How can I fix the problem permanently?

DKMS is a software object in Linux whose job is to solve exactly this problem - keep your drivers working after a kernel update. I have found that all that's necessary to fix this issue is to install dkms:

sudo apt install dkms

and then re-install your Nvidia drivers following the instructions in the "temporary fix" section, above. The Nvidia driver installation will see DKMS support and automatically take advantage of it. You may see some information online suggesting that after you do this, running dkms status should print information about your Nvidia drivers. In my case, running dkms status returns no output, yet this fix still appears to have worked.

Just to explain why I believe this worked: in my older linked question I mentioned that this problem knocked two of my drivers offline, the Nvidia one and a Wi-fi USB adapter one, killing my internet connection. After the second time this happened and I applied my "permanent fix" above, I deliberately did not enable DKMS for the Wi-fi driver. Just today a kernel patch happened, and sure enough after a reboot, my Wi-fi was gone - but my graphics are fine. So it seems DKMS did indeed do its job.


Update: 9th Feb 2023, a kernel update knocked my Nvidia drivers offline again. The problem may be related to my wi-fi drivers since when I tried to fix the problem by running sudo ubuntu-drivers install, I got hit with network errors (it couldn't download what it needed), since of course my wi-fi had been knocked out by the update as well. I fixed my wi-fi and then ran ubuntu-drivers as normal and it fixed the graphics. Will continue to monitor.

Update: 17th Feb 2023, 5.19.0-32 knocked my wi-fi offline but not my graphics. I had made no configuration changes since the 9th.

Update: 4th March 2023, 5.19.0-35 killed both wi-fi and graphics. I had made no configuration changes since the 17th of February. Also worth noting is that when I rebooted after manually I got the "(Ctrl+C) Cancel all Filesystem checks in progress" prompt as I booted, which I thought only happened when you incorrectly shut down the system.

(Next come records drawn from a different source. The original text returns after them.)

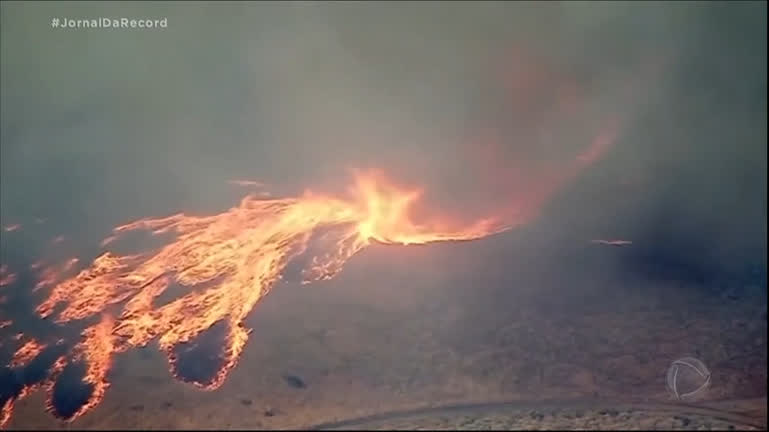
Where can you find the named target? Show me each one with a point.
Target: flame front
(226, 263)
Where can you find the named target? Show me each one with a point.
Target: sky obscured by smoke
(104, 126)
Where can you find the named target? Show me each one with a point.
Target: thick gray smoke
(104, 126)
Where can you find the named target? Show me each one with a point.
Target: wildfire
(26, 353)
(6, 277)
(227, 263)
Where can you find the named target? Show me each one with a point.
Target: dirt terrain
(388, 338)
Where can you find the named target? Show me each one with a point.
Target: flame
(239, 255)
(227, 263)
(6, 277)
(26, 353)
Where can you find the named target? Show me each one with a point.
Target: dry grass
(383, 339)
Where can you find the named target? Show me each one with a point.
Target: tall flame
(227, 262)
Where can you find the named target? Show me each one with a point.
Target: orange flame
(26, 353)
(240, 254)
(227, 263)
(6, 277)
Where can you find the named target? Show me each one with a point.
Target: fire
(26, 353)
(226, 263)
(6, 277)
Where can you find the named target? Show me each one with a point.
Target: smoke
(478, 102)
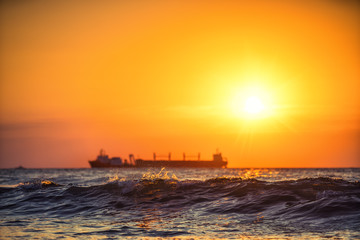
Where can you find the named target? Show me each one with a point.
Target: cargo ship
(103, 161)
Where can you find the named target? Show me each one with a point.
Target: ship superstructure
(103, 161)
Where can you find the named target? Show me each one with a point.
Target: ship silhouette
(104, 161)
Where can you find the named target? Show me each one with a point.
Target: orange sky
(144, 76)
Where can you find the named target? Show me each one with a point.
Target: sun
(253, 105)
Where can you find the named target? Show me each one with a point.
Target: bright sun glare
(253, 105)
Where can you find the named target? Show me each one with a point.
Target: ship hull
(98, 164)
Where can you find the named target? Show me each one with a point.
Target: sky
(176, 76)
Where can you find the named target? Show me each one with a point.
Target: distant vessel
(103, 161)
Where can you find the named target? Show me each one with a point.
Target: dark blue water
(180, 203)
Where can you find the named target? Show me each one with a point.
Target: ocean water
(180, 203)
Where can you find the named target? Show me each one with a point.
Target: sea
(188, 203)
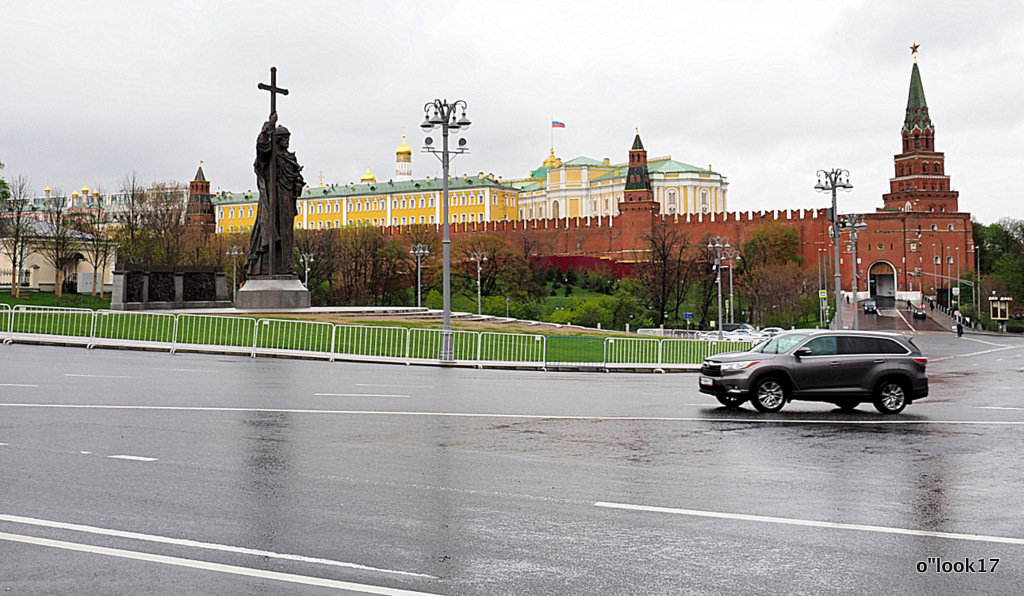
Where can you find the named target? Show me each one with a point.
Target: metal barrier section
(621, 350)
(571, 350)
(388, 342)
(5, 321)
(508, 347)
(73, 324)
(426, 344)
(300, 336)
(206, 331)
(115, 327)
(683, 351)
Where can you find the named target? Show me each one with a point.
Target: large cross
(273, 89)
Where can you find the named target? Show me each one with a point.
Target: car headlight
(738, 366)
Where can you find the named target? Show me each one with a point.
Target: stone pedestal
(272, 293)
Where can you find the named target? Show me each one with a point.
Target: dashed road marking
(761, 420)
(812, 523)
(210, 566)
(196, 544)
(358, 395)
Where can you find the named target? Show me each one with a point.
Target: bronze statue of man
(279, 177)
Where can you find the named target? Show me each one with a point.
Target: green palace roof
(369, 189)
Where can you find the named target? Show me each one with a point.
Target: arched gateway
(882, 284)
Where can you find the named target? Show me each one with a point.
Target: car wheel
(890, 396)
(730, 401)
(769, 395)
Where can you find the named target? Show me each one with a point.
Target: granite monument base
(272, 293)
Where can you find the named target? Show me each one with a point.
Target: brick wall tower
(920, 182)
(200, 210)
(638, 197)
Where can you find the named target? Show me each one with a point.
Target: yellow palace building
(399, 201)
(587, 187)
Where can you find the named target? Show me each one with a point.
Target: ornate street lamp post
(732, 255)
(306, 259)
(440, 113)
(235, 253)
(420, 251)
(478, 257)
(830, 181)
(719, 250)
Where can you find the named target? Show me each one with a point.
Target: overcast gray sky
(766, 92)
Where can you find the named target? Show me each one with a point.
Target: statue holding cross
(279, 177)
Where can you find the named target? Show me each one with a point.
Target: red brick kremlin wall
(902, 239)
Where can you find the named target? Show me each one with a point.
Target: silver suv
(845, 368)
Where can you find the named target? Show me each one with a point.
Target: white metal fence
(325, 340)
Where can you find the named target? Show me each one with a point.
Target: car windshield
(780, 343)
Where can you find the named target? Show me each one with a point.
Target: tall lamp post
(420, 251)
(306, 259)
(733, 255)
(235, 253)
(440, 113)
(833, 180)
(853, 222)
(478, 257)
(719, 250)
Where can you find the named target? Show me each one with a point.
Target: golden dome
(552, 162)
(403, 150)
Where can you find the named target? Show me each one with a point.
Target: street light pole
(420, 251)
(715, 245)
(732, 255)
(233, 253)
(306, 259)
(830, 181)
(440, 113)
(478, 257)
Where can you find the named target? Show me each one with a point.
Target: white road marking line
(766, 420)
(389, 385)
(200, 545)
(812, 523)
(357, 395)
(997, 408)
(939, 359)
(210, 566)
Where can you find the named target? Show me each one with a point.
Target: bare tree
(15, 229)
(129, 215)
(93, 223)
(56, 240)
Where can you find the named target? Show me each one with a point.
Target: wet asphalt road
(274, 476)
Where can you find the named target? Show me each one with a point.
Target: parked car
(845, 368)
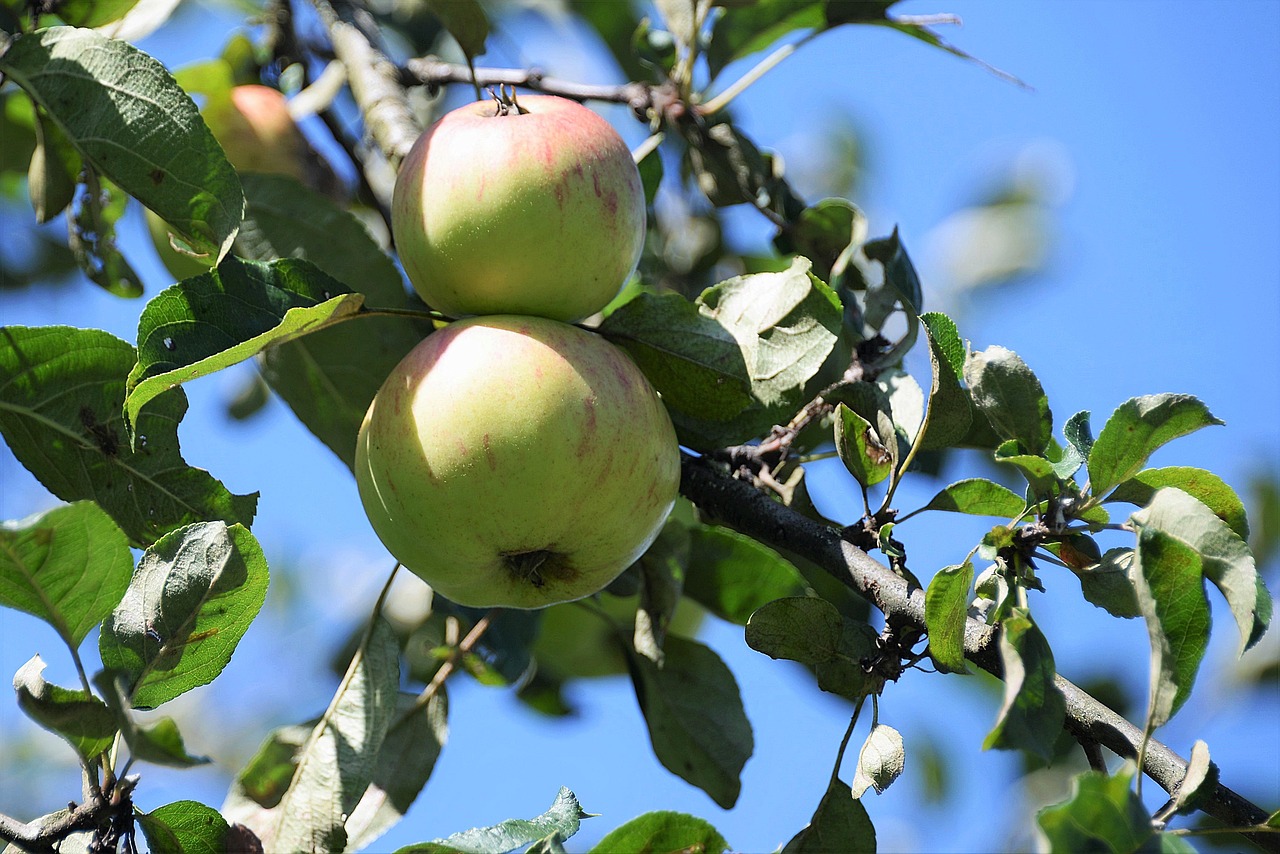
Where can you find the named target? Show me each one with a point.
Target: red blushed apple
(533, 208)
(516, 461)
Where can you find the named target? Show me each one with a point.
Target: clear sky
(1161, 122)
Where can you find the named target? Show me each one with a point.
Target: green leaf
(1226, 558)
(748, 28)
(1169, 580)
(338, 761)
(563, 817)
(1011, 397)
(227, 315)
(69, 566)
(405, 763)
(284, 219)
(62, 400)
(840, 823)
(863, 451)
(1037, 470)
(190, 602)
(124, 113)
(51, 172)
(94, 13)
(1203, 485)
(979, 497)
(91, 238)
(950, 411)
(946, 608)
(803, 629)
(1200, 780)
(732, 575)
(1032, 715)
(786, 324)
(186, 827)
(1136, 430)
(663, 831)
(466, 22)
(1102, 814)
(77, 716)
(694, 711)
(693, 361)
(880, 762)
(159, 743)
(1109, 584)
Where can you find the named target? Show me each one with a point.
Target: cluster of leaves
(814, 343)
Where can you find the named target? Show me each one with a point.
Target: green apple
(516, 461)
(531, 208)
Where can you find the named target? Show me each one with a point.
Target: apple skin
(516, 461)
(538, 213)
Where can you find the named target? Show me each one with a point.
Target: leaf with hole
(193, 596)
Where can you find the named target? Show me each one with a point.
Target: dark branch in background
(744, 508)
(735, 503)
(433, 73)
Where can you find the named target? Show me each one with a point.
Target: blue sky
(1162, 124)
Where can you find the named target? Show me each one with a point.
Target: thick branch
(739, 506)
(373, 78)
(429, 71)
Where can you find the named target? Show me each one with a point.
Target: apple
(254, 126)
(516, 461)
(530, 208)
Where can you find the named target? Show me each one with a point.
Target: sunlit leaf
(192, 598)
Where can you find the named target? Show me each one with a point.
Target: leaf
(94, 13)
(950, 411)
(1102, 814)
(51, 172)
(77, 716)
(694, 712)
(186, 827)
(91, 238)
(405, 763)
(227, 315)
(159, 741)
(1225, 557)
(1200, 780)
(1136, 430)
(748, 28)
(62, 394)
(192, 598)
(563, 817)
(880, 762)
(803, 629)
(785, 323)
(662, 831)
(979, 497)
(1203, 485)
(840, 823)
(466, 22)
(1011, 397)
(68, 566)
(1109, 584)
(1169, 580)
(732, 575)
(338, 761)
(863, 451)
(946, 608)
(124, 113)
(1032, 715)
(284, 219)
(693, 361)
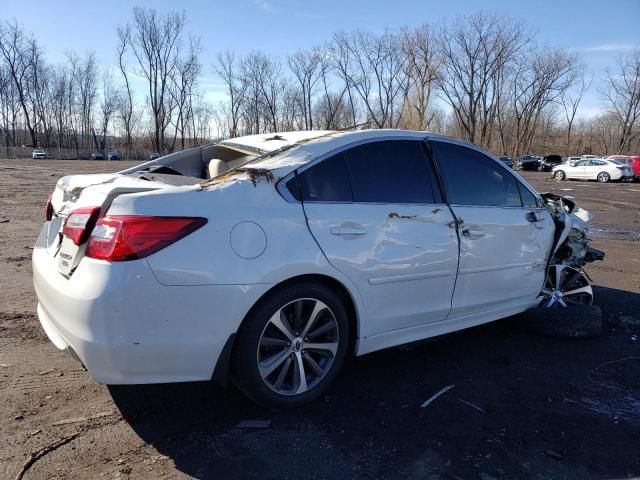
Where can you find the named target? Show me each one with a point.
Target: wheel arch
(334, 284)
(223, 365)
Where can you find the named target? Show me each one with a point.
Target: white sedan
(270, 258)
(600, 169)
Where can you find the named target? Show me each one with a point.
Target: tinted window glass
(471, 178)
(327, 181)
(391, 171)
(528, 198)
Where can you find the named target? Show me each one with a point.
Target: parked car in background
(550, 161)
(38, 154)
(295, 251)
(599, 169)
(632, 161)
(507, 161)
(529, 162)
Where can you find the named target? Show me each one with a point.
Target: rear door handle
(473, 232)
(532, 217)
(347, 230)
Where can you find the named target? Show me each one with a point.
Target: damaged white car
(268, 259)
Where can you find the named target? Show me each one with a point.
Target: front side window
(472, 178)
(389, 171)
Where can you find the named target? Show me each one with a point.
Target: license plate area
(67, 256)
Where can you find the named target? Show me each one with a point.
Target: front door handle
(347, 230)
(472, 232)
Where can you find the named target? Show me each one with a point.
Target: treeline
(482, 77)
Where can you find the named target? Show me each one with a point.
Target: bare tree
(15, 48)
(306, 68)
(540, 79)
(182, 89)
(377, 73)
(422, 68)
(126, 103)
(109, 101)
(226, 68)
(156, 41)
(474, 52)
(622, 97)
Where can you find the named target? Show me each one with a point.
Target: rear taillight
(80, 223)
(48, 210)
(128, 237)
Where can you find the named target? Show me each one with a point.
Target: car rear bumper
(127, 328)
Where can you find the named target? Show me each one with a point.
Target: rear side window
(327, 181)
(472, 178)
(391, 171)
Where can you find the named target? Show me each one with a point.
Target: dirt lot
(523, 406)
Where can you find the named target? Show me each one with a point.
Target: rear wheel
(291, 346)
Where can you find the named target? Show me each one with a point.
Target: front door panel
(502, 256)
(402, 257)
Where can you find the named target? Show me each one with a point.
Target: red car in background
(633, 162)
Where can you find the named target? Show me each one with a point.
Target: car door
(376, 211)
(505, 232)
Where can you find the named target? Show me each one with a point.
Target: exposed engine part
(571, 245)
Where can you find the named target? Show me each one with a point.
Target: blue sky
(599, 29)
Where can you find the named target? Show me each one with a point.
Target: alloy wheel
(566, 286)
(298, 346)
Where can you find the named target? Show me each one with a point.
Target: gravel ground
(522, 406)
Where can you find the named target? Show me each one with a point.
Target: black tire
(245, 371)
(572, 322)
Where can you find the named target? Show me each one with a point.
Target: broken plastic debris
(436, 395)
(472, 405)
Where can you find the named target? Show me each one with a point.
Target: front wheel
(291, 346)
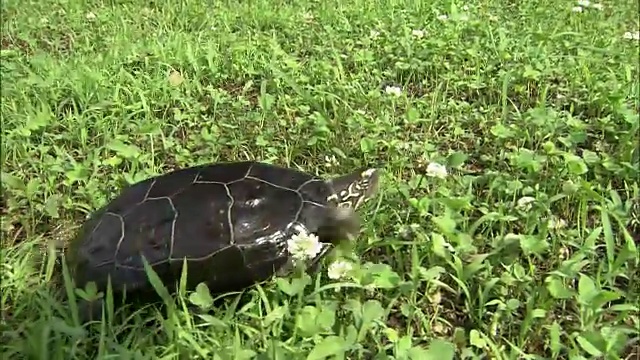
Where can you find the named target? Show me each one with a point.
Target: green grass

I thought that doing my fix with the "Additional drivers" program had worked, but it did not. My resolution was fine, but when I went to play a game it didn't launch, and the Ubuntu "About" tab in the settings listed the graphics as "llvmpipe". I tried again to reinstall my drivers as before but no luck. So I ended up trying the proprietary driver, nvidia-driver-525, since at some point in the past I must have switched to nvidia-driver-525-open. This worked, after a reboot. "About" tab now lists my graphics card's name for "Graphics". So it seems like the -open variant just doesn't work?

I sit in a Tesla and translated this thread with Ai:

mangohost

Post an answer

Most people don’t grasp that asking a lot of questions unlocks learning and improves interpersonal bonding. In Alison’s studies, for example, though people could accurately recall how many questions had been asked in their conversations, they didn’t intuit the link between questions and liking. Across four studies, in which participants were engaged in conversations themselves or read transcripts of others’ conversations, people tended not to realize that question asking would influence—or had influenced—the level of amity between the conversationalists.